At work, we use some stupid Novell system to distribute our licensed apps. One of those apps is WebSphere, which is the app server I have to test my code against. To get WebSphere, I have to install the WebSphere Studio (basically Eclipse 2 with a $5,000 price tag). Fine, I can live with that. Now, I want to run the app server outside of WebSphere Sutdio so I can develop with Eclipse 3.0 (the free one) and deploy with ant. Shouldn’t be too complicated, right? Well, when WebSphere Studio is first installed, a bunch of server startup scripts and xml configuration files are generated for the app server. Now, the supid Novell application distribution thingie mentioned earlier installs it to a different path then I am forced to, and all of the generated batch files have the WRONG hardcoded path in them.
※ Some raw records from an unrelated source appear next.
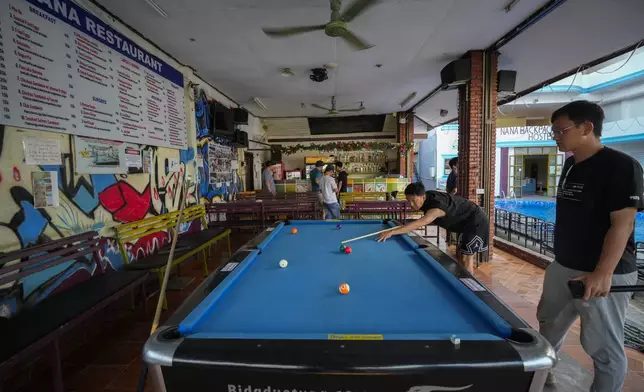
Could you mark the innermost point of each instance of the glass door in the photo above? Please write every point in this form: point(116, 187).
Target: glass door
point(515, 177)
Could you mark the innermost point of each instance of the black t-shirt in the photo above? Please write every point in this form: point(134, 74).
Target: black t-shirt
point(460, 213)
point(344, 178)
point(588, 192)
point(452, 182)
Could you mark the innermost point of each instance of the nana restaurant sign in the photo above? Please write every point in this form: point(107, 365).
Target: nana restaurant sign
point(518, 134)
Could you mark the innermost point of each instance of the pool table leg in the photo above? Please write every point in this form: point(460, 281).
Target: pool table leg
point(156, 378)
point(165, 297)
point(205, 262)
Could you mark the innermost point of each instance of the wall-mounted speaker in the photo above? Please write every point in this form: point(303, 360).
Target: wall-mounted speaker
point(506, 81)
point(456, 73)
point(240, 116)
point(276, 154)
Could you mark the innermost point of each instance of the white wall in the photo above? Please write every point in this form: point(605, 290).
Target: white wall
point(427, 160)
point(497, 173)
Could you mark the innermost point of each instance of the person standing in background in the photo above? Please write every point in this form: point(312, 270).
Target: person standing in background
point(329, 192)
point(452, 179)
point(343, 177)
point(269, 181)
point(316, 176)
The “good” news is it only took me about 1.5 hours to figure that out.

Now to the point of my post. I had to replace their hardcoded path with mine in all of the batch files and xml files. These files are in a myriad of directories under the main WebSphere directory. So to make a way too long story short, I wrote a short 7 line ruby script that takes a filename as an argument on the commandline and interates over each line replacing the bad path with the good one. That took about 5 minutes. I know I could’ve used sed, but I love Ruby, and I like to write Ruby scripts whenever I can. So next, I wrote a long command line to actually call the script on the appropriate files, and BAM, all done. Grand total of about 9 minutes, 4 of which were spent refreshing myself on the awk syntax. Now, how long would that have taken me if I were pointing and clicking? 😉 Anyway, I know that this isn’t anything remarkable, I just get excited when I see great tools do their job well. The whole *nix philosophy of combining simple tools that each do their jobs very well to do complex things is so awsome.

Without further ado, here’s the command:

grep -re '[cC]:[/\]WebSphere[/\]AppServer' . | awk -F":" '{print $1}' | awk '{print "./replace_path.rb "$O}' | bash

And here’s the trivial ruby script:

lines = []
File.open(ARGV[0],"r") do |file|
	file.readlines.each do |line|
		lines << line.gsub(/[cC]:[\/]WebSphere[\/]AppServer/,'C:/Progra~1/IBM/WebSph~1/runtimes/aes_v4')
	end
end
File.open(ARGV[0],"w") { |file| lines.each {|x| file.puts x }}

Have a nice day!

RSS Feed Issues

I am aware of the blank document at my feed url, and I’m looking into it. Thanks to the people who pointed it out. Hopefully, I’ll have it fixed this weekend. Thanks for your patience!